After two full days of chaos and uncertainty, Norwegians woke up Friday to news that one more of their countrymen held hostage at a gas plant in Algeria had been rescued. Eight Norwegians remained missing after the Algerian military struck back at the terrorists who’d attacked the gas plant and captured employees early Wednesday.
Norwegian Foreign Minister Espen Barth Eide, still frustrated but slightly relieved after so much drama and conflicting reports from Algeria, told Norwegian Broadcasting (NRK) that five other employees of state oil company Statoil (four Norwegians and a Canadian) who had managed to get to safety earlier were being flown back to Norway on Friday.
The fifth rescued Norwegian was brought to a local hospital for treatment. Three Algerian employees were also brought to safety and were flown to the capital of Algiers where they were being provided with follow-up support.
“It’s a bright spot in an otherwise dark morning,” Eide told NRK early on Friday.

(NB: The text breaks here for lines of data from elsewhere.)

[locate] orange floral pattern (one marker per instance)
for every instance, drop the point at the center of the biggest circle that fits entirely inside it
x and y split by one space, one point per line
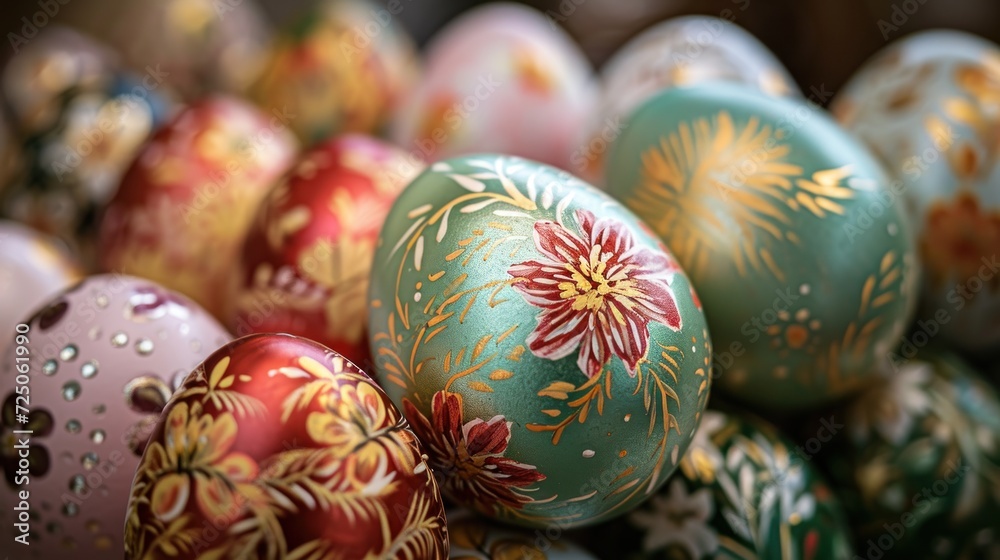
958 236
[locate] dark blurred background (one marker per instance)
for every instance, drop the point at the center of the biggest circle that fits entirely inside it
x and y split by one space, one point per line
820 41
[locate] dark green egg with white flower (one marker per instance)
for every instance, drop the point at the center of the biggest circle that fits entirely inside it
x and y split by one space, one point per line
918 466
744 491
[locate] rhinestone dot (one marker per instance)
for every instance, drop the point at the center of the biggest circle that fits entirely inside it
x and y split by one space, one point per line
71 390
89 460
119 339
77 484
68 353
88 369
144 346
70 509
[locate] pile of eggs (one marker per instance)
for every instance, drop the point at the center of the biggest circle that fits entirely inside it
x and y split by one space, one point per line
335 299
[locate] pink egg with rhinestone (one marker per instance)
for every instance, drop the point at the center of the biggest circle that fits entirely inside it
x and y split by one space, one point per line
103 358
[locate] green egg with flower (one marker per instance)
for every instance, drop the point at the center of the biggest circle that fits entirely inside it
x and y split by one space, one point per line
542 342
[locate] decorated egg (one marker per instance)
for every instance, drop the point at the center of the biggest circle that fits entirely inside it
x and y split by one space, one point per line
542 342
33 268
744 491
77 141
186 202
928 107
341 67
500 78
477 538
678 52
918 466
56 61
197 46
86 377
283 449
778 216
307 258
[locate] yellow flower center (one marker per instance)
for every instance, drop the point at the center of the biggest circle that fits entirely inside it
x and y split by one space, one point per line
590 284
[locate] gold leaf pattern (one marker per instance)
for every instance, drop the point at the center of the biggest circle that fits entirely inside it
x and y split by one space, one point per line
702 167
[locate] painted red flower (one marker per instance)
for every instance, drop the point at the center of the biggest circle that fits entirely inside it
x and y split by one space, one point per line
598 290
469 458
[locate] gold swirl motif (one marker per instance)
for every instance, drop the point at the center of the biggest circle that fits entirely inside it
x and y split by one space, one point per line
713 186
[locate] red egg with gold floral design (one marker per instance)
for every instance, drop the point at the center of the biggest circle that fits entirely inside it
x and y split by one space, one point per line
277 447
307 256
184 205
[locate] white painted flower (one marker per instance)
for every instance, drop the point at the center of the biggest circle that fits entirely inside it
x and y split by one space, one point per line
678 519
784 485
891 408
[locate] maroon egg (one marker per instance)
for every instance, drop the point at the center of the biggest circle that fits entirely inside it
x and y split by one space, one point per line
307 257
277 447
184 205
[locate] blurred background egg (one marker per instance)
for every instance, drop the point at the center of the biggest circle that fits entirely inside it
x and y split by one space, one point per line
33 268
544 345
104 358
195 46
675 53
291 452
307 258
80 121
775 212
58 60
929 107
184 206
499 78
918 467
478 538
339 67
744 491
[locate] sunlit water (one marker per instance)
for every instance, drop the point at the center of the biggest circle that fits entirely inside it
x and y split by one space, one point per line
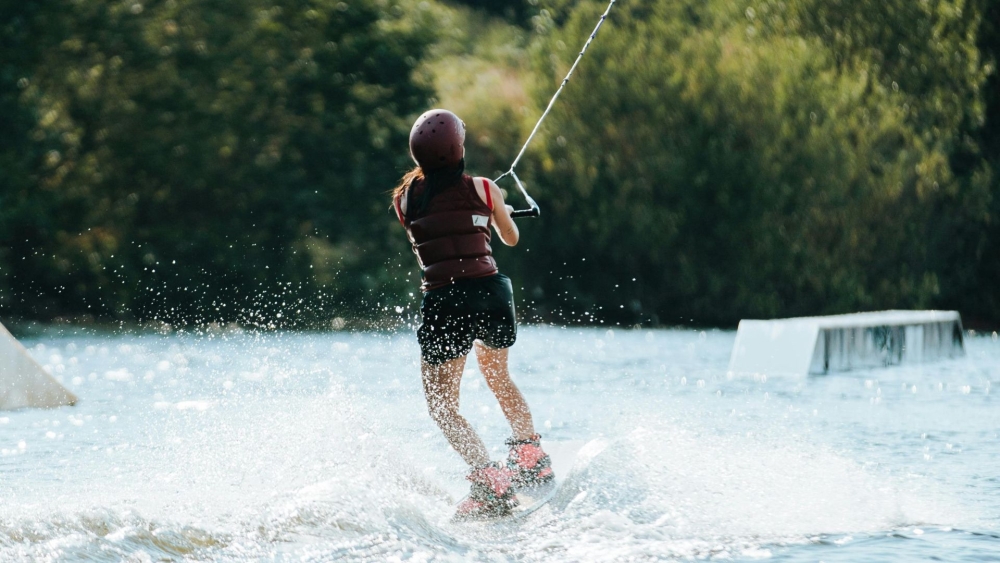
238 447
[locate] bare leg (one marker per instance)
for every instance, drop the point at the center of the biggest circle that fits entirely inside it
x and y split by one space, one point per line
441 387
493 364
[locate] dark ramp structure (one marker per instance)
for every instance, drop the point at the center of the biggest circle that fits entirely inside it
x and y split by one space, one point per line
23 383
820 345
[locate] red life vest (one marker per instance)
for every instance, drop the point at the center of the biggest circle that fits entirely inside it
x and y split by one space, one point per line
451 238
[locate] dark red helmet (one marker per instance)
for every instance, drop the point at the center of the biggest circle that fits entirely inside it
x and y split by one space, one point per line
437 139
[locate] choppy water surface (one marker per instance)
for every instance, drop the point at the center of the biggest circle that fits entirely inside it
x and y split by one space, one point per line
238 447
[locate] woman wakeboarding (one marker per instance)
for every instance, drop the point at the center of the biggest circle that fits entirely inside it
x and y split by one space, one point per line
466 303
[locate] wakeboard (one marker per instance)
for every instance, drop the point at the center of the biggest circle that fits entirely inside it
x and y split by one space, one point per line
530 499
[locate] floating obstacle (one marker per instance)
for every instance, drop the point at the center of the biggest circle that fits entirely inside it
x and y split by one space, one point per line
23 383
819 345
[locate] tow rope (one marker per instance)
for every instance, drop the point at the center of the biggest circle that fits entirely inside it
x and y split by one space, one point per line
533 210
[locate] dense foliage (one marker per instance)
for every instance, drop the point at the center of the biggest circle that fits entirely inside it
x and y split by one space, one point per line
204 160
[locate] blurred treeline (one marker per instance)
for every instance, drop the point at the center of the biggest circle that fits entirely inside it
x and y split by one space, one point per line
193 161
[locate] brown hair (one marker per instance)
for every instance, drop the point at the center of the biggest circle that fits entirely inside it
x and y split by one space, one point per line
436 180
416 173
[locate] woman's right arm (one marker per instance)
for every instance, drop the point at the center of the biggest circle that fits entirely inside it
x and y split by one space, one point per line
503 223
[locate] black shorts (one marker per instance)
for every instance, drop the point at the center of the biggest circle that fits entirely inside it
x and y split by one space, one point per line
470 309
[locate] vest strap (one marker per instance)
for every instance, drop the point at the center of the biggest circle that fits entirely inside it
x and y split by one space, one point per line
489 196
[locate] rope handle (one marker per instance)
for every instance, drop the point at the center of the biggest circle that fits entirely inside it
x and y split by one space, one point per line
533 210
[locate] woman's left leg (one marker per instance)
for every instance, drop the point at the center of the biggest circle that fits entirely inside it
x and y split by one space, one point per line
493 365
442 383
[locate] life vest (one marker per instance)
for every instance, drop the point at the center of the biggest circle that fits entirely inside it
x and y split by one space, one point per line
451 237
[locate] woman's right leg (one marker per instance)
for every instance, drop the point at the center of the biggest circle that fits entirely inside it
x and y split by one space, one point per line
442 383
493 365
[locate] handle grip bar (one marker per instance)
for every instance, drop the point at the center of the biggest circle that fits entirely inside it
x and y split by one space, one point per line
518 213
533 210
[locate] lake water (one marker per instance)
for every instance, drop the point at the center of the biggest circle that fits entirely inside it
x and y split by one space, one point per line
318 447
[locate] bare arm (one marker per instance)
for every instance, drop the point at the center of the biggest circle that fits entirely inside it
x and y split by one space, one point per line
502 221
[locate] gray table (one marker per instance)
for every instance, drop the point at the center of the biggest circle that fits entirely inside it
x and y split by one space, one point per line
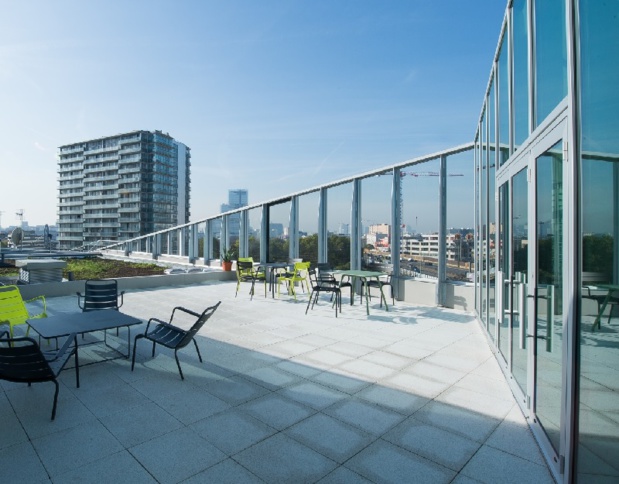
85 322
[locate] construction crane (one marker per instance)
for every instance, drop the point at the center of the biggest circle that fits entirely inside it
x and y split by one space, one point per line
417 174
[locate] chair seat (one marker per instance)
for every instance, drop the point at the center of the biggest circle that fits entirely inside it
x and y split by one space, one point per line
166 335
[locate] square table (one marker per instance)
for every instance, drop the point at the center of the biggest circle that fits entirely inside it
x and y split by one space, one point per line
85 322
365 275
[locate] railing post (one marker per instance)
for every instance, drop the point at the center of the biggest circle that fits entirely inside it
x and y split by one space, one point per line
355 226
323 254
441 285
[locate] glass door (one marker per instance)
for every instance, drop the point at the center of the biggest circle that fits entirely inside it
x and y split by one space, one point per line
513 256
545 302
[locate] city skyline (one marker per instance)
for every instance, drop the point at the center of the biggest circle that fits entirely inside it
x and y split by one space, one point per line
274 97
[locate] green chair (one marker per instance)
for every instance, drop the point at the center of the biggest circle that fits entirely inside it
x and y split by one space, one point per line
298 274
13 308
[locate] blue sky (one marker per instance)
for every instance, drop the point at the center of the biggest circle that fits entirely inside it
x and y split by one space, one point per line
272 96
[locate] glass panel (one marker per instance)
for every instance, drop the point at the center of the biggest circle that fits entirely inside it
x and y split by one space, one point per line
460 220
491 254
279 223
308 227
521 72
420 217
376 222
550 57
549 307
504 240
598 446
255 218
483 243
338 224
520 256
503 87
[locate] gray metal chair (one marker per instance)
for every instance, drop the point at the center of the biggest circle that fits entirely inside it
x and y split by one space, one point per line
173 337
22 361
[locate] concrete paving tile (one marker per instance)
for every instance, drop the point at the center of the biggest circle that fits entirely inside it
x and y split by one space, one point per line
343 475
277 411
367 370
423 387
463 422
346 383
235 390
492 465
226 472
61 451
295 462
516 438
440 446
332 438
392 398
33 407
365 416
313 394
192 404
271 377
384 462
176 455
119 467
20 463
232 431
141 423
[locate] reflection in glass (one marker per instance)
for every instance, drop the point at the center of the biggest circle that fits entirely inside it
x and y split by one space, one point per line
503 108
420 206
598 439
255 218
376 222
338 224
483 234
491 259
549 301
308 229
504 268
279 223
520 260
520 72
550 57
460 210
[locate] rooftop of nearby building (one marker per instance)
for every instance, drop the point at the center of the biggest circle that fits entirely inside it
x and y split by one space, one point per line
281 397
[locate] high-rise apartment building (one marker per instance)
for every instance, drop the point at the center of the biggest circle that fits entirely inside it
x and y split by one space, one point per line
122 186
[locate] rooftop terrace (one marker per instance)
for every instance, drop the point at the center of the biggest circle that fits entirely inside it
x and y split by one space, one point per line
413 394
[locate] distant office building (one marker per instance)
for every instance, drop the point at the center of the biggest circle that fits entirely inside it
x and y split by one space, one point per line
122 186
237 198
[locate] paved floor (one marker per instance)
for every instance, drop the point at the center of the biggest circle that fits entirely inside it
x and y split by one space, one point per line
409 395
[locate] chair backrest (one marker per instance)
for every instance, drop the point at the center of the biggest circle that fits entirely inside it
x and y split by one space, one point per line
12 307
244 268
21 361
100 294
204 317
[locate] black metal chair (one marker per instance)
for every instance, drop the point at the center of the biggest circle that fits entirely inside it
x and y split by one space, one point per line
173 337
324 267
326 283
100 294
245 272
379 284
22 361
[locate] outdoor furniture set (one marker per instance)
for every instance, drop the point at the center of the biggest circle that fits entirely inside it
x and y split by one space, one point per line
23 361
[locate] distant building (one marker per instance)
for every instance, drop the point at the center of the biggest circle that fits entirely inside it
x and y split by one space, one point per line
123 186
237 198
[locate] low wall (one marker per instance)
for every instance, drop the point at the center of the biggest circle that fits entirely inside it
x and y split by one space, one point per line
68 288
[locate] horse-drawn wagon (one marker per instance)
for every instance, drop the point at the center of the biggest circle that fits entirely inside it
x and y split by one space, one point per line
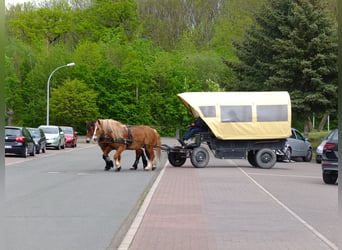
242 125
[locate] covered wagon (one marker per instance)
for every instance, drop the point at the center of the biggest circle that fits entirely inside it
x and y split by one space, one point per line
242 125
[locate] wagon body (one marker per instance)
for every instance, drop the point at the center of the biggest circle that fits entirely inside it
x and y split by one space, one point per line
242 125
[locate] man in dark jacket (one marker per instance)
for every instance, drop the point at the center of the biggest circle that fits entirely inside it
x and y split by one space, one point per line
194 128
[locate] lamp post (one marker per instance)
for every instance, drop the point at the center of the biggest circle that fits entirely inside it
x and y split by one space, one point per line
48 89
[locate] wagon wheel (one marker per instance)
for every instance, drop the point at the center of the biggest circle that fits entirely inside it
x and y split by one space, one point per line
199 157
265 158
251 158
177 159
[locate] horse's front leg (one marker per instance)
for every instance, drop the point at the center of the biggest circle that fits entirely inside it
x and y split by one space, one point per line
137 157
109 163
117 157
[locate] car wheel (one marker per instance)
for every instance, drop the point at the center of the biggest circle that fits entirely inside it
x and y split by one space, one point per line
37 149
33 150
25 152
288 154
329 178
308 156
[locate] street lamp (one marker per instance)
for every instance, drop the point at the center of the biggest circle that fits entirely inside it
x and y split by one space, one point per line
48 89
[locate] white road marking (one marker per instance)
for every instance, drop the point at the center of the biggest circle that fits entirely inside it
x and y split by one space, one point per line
296 216
138 219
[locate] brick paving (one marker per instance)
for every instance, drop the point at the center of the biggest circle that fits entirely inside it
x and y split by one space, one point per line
217 209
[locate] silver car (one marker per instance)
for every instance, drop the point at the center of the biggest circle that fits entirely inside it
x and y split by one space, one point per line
297 146
54 136
319 149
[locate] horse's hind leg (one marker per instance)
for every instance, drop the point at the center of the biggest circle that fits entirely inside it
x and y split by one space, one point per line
117 158
109 162
150 154
105 156
138 153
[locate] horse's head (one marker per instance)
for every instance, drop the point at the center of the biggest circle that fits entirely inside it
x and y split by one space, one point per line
90 127
98 129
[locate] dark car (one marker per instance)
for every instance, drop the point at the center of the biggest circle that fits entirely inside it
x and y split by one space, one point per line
54 136
39 138
19 141
297 146
319 149
330 159
70 136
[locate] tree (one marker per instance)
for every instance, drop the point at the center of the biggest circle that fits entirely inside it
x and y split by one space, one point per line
72 104
292 46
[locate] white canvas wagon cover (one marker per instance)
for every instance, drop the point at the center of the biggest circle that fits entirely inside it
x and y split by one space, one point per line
242 115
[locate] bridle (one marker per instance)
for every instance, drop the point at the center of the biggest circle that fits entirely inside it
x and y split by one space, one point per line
94 134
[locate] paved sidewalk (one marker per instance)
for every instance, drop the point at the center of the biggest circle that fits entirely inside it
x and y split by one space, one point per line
215 208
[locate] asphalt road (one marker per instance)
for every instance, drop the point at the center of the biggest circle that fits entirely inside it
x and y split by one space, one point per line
64 200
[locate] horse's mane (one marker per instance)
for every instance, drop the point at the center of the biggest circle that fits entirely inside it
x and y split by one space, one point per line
113 128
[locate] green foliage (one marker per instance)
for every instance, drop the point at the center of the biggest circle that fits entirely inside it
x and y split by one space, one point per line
136 56
73 104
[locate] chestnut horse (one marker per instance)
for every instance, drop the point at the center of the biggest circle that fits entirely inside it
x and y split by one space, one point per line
127 138
106 144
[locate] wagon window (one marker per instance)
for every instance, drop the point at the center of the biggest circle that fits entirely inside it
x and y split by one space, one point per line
272 113
208 111
236 113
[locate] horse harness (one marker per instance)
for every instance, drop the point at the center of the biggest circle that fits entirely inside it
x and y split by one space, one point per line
109 140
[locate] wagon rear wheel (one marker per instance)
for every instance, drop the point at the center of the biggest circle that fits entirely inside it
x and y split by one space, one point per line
265 158
199 157
251 158
177 159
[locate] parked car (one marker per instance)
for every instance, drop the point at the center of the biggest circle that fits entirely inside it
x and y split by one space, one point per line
54 136
70 136
297 146
19 141
319 149
330 159
39 138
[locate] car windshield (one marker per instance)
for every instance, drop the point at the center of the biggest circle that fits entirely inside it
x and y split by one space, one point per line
50 130
67 130
35 133
12 132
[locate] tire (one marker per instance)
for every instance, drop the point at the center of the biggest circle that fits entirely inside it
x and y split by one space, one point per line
177 159
265 158
329 178
288 154
308 156
37 149
33 151
251 158
25 152
199 157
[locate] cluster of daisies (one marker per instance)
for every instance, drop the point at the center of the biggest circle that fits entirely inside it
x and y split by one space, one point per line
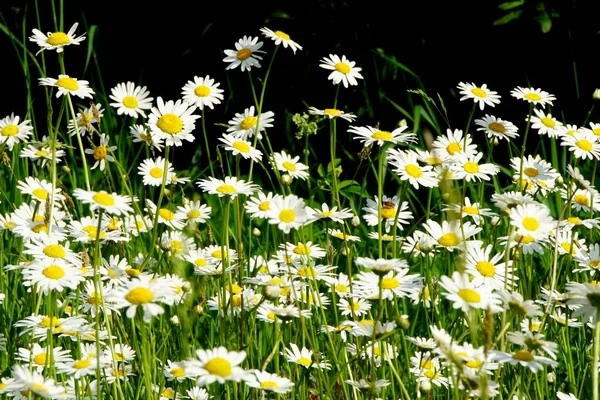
88 267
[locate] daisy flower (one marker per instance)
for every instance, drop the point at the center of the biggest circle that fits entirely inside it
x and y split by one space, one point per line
534 96
343 70
287 212
245 54
173 121
231 186
369 135
280 37
241 147
218 365
290 165
202 92
497 128
110 203
130 99
332 113
68 85
12 131
244 126
479 94
545 124
56 40
270 382
101 152
408 169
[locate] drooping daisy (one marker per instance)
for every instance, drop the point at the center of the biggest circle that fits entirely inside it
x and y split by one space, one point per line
280 37
12 131
479 94
231 186
343 70
497 128
245 54
290 165
332 113
102 152
131 99
68 85
56 40
202 92
111 203
246 125
534 96
173 121
241 147
369 135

The Algerian counterattack that began with no warning to governments of other countries with citizens involved in the hostage crisis wasn’t over yet, according to Eide, so the situation at the In Amenas gas processing plant remained highly unclear Friday morning. Eide, sounding frustrated over the ongoing lack of firm information from the scene of the crisis, admitted that “we just don’t know” where the remaining hostages are, or their status.
He attributed the information vacuum to the plant’s remote desert location in southeastern Algeria and, with a military operation underway, the difficulty or inability to enter the area. Algerian authorities remained in charge of handling the hostage situation and clearly were having trouble keeping all those affected by it informed.
Norwegian Prime Minister Jens Stoltenberg was on the phone with his Algerian counterpart on Thursday when he was told that the counterattack was underway. The Norwegian officials were among those who’d been urging restraint out of fears for the safety of the hostages, so were startled by news that the Algerians had opted for a military response on the second day of the crisis. The Norwegian government, along with the British, the Japanese and several others, was also surprised they hadn’t been consulted.
“It could be that there wasn’t time,” said Eide, who, along with Stoltenberg, has refused to criticize the Algerian authorities but did say that “we would have gladly been told” before the counterattack began.
As of Friday morning, Eide said he believed but couldn’t confirm that Algerian forces had gained control over some portions of the sprawling gas plant but not all of it. It’s believed, he said, that the remaining hostages are still being held in other areas of the plant.
The circumstances leading to the latest Norwegian who escaped his captors were unclear, but Statoil officials could confirm he was in stable condition at a local hospital. His wife was informed during the night and was relieved, but told NRK she couldn’t manage to celebrate because of the uncertainty still surrounding the fate of his colleagues and their families, who remained caught in what Statoil chief executive Helge Lund called “a nightmare. This is indescribably difficult for them.”
Statoil managed to fly around 40 of its other employees in Algeria, mostly from the gas plant at In Salah but also including the five from In Amenas, out of the country Thursday night, with 22 filling one plane heading for London’s Gatwick airport and 18 on another to Palma on Mallorca where they could relax until further transport could be arranged. Most of the 22 had returned to Norway by Friday and were at a crisis center set up by Statoil in Bergen. Norwegian authorities also received landing permission in Algeria on Friday for another aircraft to evacuate more Norwegian citizens.
At least 11 of the terrorists involved in the attack are believed to have been killed during the military operation, which reportedly commenced when the terrorists started trying to drive their hostages out of the plant. Many hostages were believed to have been killed as well, with reports still varying on their numbers and nationalities.